Sunday, 11 November 2012

IndiaFirst Life launches Simple Benefit Plan

 Private insurer IndiaFirst Life Insurance launched ‘Simple Benefit Plan’ that offers dual benefits of a life cover and assured savings.
“Simple Benefit Plan offers an insurance cover on your life and additionally helps you earn and secure returns on the money that you invest with us, with premiums as low as Rs 174 per month.
“This plan is customised for people who want to save and at the same time secure their families from uncertainties of life, but do not have large disposable incomes.”
The plan term is between 10 to 20 years and offers a death benefit equal to the sum assured plus five times the annual premium, guaranteed amount and additional earning from bonuses.
It also provides tax benefits. Customers can also access their money easily during any emergency by availing a loan of up to 90 per cent of the surrender value.
IndiaFirst Life Insurance is a joint venture between two public sector banks — Bank of Baroda and Andhra Bank — along with UK’s leading risk, wealth and investment company Legal & General.

ATM network crosses 1-lakh mark

 The number of ATMs in India has crossed the one lakh mark, according to the National Payments Corporation of India (NPCI). All the banks put together have plans to install an additionally about one lakh ATMs over the next two years, raising the number of ATMs per million population to about 170 ATMs from 85.
As of October 2012 the total number of ATMs was 1,04,500. Public sector banks and the State Bank group with about 61,500 ATMs accounted for 59 per cent of the ATMs. The private sector and foreign banks put together have about 41,800 ATMs accounting for 40 per cent of the ATMs and the balance 1 per cent represents about 1,150 ATMs that have been deployed by co-operative banks/RRBs.
Almost all the ATMs in the country are part of NPCI’s National Financial Switch (NFS) network which facilitates routing of ATM transactions through inter-connectivity between the bank's systems, thereby enabling ATM/debit cardholders of the country to utilise the services in any ATM of a connected bank.
Nearly 200 million transactions are processed every month in NFS, of which 75 per cent are cash withdrawal transactions with an average ticket size of Rs 3,300. The balance 25 per cent transactions are non–financial transactions.
Besides cash withdrawal and balance Inquiry transactions, NFS supports other Value Added Services (VAS) such as pin change and mini statement through the ATMs. There are plans to increase the VAS through Card-to-Card transfer, cheque book request and statement request through the ATMs. 

Friday, 2 November 2012

Master card and Thomas Cook Came up Together for Travel Prepaid Cards

Thomas Cook (India), the integrated travel and travel-related financial services company on 1 November 2012 launched prepaid foreign exchange borderless prepaid card in collaboration with MasterCard Worldwide, a global payments and technology company.
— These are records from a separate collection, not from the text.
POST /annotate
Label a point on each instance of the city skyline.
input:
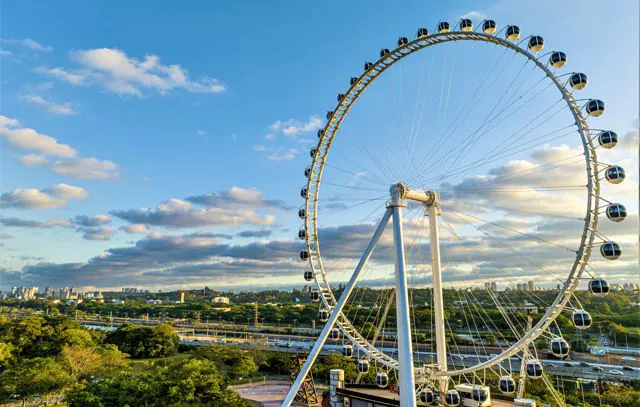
(161, 158)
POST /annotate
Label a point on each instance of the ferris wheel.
(475, 146)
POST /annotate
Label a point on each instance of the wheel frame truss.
(322, 151)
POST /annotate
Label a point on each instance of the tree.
(82, 361)
(112, 361)
(34, 376)
(75, 337)
(6, 354)
(243, 366)
(145, 342)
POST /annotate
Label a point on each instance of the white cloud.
(48, 198)
(68, 164)
(30, 139)
(64, 109)
(293, 127)
(631, 139)
(23, 223)
(27, 43)
(74, 78)
(277, 153)
(475, 15)
(90, 221)
(182, 214)
(86, 168)
(125, 75)
(136, 228)
(102, 233)
(33, 160)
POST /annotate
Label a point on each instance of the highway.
(465, 356)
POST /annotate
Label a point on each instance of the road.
(581, 367)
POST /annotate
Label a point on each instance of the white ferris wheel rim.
(324, 145)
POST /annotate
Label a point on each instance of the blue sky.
(149, 103)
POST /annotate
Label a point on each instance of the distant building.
(531, 285)
(23, 293)
(527, 308)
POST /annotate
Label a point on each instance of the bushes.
(193, 383)
(145, 341)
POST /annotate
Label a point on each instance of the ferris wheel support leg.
(405, 347)
(337, 310)
(441, 344)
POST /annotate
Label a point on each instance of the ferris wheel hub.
(399, 192)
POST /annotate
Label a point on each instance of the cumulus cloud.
(475, 15)
(293, 127)
(236, 197)
(74, 78)
(177, 213)
(136, 228)
(68, 162)
(261, 234)
(27, 43)
(86, 168)
(277, 153)
(24, 223)
(64, 109)
(91, 221)
(47, 198)
(90, 227)
(101, 233)
(29, 139)
(120, 73)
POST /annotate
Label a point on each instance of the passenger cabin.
(474, 395)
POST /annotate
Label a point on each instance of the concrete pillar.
(336, 381)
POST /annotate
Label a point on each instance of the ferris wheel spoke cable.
(458, 148)
(470, 141)
(478, 133)
(488, 123)
(466, 109)
(419, 110)
(485, 324)
(512, 142)
(507, 245)
(474, 165)
(359, 175)
(385, 170)
(510, 150)
(379, 177)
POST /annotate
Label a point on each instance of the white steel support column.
(434, 242)
(337, 310)
(405, 348)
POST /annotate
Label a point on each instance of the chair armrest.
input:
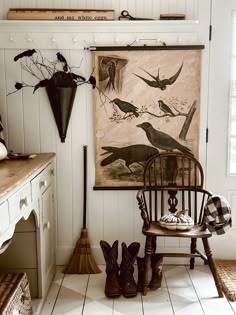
(142, 206)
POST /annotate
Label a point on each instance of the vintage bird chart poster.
(146, 101)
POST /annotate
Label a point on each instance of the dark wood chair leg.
(148, 253)
(212, 266)
(193, 251)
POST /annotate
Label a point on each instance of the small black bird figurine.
(126, 107)
(26, 53)
(42, 83)
(161, 84)
(162, 140)
(136, 153)
(62, 59)
(165, 108)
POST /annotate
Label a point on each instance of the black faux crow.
(136, 153)
(162, 140)
(62, 59)
(165, 108)
(26, 53)
(161, 84)
(126, 107)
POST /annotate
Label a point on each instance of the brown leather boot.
(156, 264)
(128, 283)
(112, 285)
(141, 270)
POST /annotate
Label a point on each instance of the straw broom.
(82, 260)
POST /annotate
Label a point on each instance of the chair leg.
(212, 266)
(193, 251)
(148, 253)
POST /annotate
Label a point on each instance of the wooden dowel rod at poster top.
(144, 47)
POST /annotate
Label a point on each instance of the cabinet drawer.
(41, 182)
(19, 201)
(4, 214)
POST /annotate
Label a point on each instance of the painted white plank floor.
(183, 292)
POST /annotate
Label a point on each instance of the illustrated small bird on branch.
(126, 107)
(157, 83)
(136, 153)
(162, 140)
(165, 108)
(26, 53)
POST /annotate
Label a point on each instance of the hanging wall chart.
(146, 101)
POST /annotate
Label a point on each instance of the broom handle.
(85, 187)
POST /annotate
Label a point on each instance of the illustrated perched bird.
(165, 108)
(62, 59)
(107, 70)
(42, 83)
(131, 154)
(26, 53)
(162, 140)
(126, 107)
(161, 84)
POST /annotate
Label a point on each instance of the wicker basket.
(14, 294)
(226, 270)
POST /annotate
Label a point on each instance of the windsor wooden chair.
(174, 181)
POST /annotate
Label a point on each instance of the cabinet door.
(48, 246)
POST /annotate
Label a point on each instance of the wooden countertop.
(14, 172)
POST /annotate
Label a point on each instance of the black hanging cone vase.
(61, 100)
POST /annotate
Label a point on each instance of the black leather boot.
(128, 284)
(156, 264)
(112, 285)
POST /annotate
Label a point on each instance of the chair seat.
(196, 231)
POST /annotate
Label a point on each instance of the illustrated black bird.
(42, 83)
(126, 107)
(26, 53)
(165, 108)
(161, 84)
(162, 140)
(62, 59)
(136, 153)
(111, 68)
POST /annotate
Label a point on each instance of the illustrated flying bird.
(126, 107)
(62, 59)
(26, 53)
(161, 84)
(165, 108)
(131, 154)
(162, 140)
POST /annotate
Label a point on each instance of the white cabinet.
(27, 219)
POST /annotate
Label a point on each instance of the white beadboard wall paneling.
(79, 139)
(111, 216)
(126, 219)
(30, 102)
(64, 184)
(3, 111)
(14, 103)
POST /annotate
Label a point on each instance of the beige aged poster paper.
(145, 102)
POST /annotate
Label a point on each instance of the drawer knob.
(47, 225)
(24, 202)
(43, 183)
(52, 172)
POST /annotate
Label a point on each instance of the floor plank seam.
(199, 300)
(172, 307)
(58, 293)
(85, 295)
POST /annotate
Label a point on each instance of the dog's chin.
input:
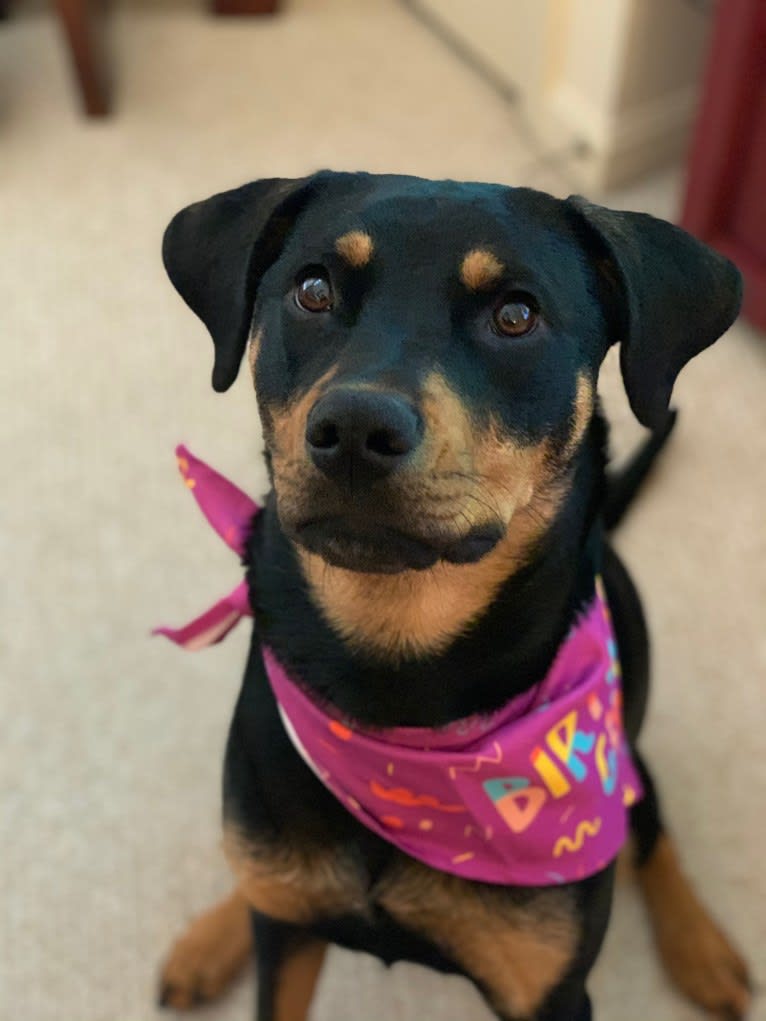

The borderless prepaid card is going to enable travellers with an option of loading eight currencies on a single card that is US Dollars, British Pounds, Euro, Australian Dollars, Canadian Dollars, Swiss Francs, Singapore Dollars and Japanese Yen.

The borderless prepaid card is basically a multi-currency card which has a validity of five years. The person carrying the card is liable for getting the visiting country’s currency loaded on the card which enables him to save money and time.

The borderless prepaid card come up with an embedded chip and PIN which ensures  security and increased protection against counterfeiting and skimming card frauds.

The company is also offering a free replacement of the card within 72 hours if in case it is stolen or had been lost. It also has 24x7 global emergency assistance via toll free access in over 80 countries.

The master card came to this idea after a Consumer Segmentation Study in which they had found that around 36.7 per cent affluent Indians want to go overseas for a holiday.

The collaboration with MasterCard, is supposed to grant an acceptance at over 34.3 million merchant establishments, e-commerce websites and access to 2 million ATMs.